I mostly used the methods shown by Timber Frame Tools. I figured out that if I cut a taper on the side of the V-Block, it would make a good guide for getting the angles correctly. Oddly enough this works the same even after you have cut down the tools other sides. The V-Block mounted on a board, can be both a guide for sawing, and a specialized shooting board for reproducing handles. 🙂
Then I gripped the cone to see if I even liked the thing and adjusted to where it felt snug in my hand.
The point between my pinkie and my ring finger, was where I decided to start my taper. I made a second cone so I could keep the first as a reference. The angle of the back taper was selected by feel. I kept pruning down until I liked the feel of it. The slope on the back is 1 to 4.
Then I smoothed it down. Cut off the excess on both ends and smoothed it some more. I am quite pleased with the book matched grain appearance!
The chisel is 7″ long, 1 1/4″ at the thickest and 5/8″ at the thinnest. Not quite the dimensions I was expecting, but I love this handle.
And it does it all!
Low Clearance grip for chiseling horizontally in front of you.

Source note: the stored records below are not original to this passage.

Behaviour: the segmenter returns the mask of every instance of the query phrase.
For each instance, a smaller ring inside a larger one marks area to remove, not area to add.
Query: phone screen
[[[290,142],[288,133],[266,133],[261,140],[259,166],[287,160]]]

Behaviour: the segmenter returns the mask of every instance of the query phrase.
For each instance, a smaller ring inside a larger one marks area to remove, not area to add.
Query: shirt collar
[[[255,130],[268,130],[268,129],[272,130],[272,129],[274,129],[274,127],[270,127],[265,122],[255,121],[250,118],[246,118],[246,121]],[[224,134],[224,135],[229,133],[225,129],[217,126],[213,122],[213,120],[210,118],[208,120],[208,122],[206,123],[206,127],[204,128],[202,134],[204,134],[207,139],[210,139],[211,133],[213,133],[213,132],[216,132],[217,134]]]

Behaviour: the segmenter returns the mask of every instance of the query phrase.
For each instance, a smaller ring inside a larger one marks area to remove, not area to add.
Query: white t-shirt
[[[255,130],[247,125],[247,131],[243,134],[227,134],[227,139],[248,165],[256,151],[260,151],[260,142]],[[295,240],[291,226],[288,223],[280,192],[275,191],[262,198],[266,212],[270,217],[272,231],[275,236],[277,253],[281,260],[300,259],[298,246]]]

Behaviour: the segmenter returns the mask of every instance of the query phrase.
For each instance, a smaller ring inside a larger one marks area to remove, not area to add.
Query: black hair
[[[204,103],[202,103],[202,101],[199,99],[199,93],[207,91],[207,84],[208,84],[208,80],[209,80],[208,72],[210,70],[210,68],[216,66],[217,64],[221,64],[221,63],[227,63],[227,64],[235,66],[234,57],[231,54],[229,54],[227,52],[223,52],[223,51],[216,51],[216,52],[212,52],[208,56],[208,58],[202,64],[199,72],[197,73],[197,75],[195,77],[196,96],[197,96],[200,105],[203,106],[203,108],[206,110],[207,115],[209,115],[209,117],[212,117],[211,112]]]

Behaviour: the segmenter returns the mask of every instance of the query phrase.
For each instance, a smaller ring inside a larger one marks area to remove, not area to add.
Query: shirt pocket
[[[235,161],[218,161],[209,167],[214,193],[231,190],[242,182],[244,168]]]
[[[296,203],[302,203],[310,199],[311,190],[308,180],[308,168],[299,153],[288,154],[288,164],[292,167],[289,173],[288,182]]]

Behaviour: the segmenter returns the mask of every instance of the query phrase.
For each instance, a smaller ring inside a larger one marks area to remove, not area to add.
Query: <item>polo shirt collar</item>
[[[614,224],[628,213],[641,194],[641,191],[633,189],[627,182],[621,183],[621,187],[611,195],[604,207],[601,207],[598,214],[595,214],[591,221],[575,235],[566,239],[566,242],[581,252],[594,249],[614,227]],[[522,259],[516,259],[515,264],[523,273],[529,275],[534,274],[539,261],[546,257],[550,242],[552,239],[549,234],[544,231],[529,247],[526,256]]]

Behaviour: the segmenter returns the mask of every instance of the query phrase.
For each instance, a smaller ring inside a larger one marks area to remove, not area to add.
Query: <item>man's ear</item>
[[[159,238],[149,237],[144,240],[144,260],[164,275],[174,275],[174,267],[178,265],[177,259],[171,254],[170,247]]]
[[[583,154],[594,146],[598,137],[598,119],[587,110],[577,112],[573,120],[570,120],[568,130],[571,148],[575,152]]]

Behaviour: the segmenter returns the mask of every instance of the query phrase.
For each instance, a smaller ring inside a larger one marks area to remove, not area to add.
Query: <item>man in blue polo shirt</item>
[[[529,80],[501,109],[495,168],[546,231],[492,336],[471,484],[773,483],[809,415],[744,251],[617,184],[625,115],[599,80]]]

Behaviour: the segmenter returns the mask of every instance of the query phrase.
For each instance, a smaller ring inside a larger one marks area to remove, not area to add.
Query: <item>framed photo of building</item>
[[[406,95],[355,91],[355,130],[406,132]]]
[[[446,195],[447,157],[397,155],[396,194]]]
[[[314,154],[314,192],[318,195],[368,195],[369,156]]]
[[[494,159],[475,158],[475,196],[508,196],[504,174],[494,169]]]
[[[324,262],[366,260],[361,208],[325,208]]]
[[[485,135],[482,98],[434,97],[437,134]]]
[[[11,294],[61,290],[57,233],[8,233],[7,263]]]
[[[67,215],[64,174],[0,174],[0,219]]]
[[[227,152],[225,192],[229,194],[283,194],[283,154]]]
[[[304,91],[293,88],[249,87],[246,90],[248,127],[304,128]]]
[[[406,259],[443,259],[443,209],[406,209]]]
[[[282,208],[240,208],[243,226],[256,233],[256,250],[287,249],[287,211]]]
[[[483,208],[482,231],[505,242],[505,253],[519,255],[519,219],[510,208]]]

Regular grip for chiseling horizontally in front of you.
Fencing grip for chiseling away from your body.
Gouge Grip, which I have not used enough to know when to prefer it yet.
Mallet grip for when you are pounding a chisel. I will also put my other hand over the hand holding the tool, to add pressure while rocking the chisel side to side for deeper push cuts.
I don’t actually use this one, but I was taught to use it so that injuries would be less if I missed and hit my hand. I still think it will hurt pretty bad.
This is a grip that I use with a knife edge when whittling. I also use it for chiseling upward. When using a paring chisel, I usually use the fencing grip.
Then there are a couple of pinch grips that I use.
Brad has some amazing skills there!
After watching the video again, and getting some feedback on grips from WoodNet, It is possible that I have most of the single hand grips, but have left out the zillions of two handed variations.
Now that I have listed all the grips that I use, I would love to know if I am missing any important ones, or better ones?
Back to the octagonal grip in hand, I love it! It feels right! It is a lot of work to make right, and I fear that when I drill the end to put a bit on it, I will go crooked and make the tool look stupid after all this work. Still it is all worth it. Unless I hate it after I actually use it, this is now hands down and entirely, my favorite handle size and shape. Oddly enough, my better half loves it too, and she has tiny hands compared to me.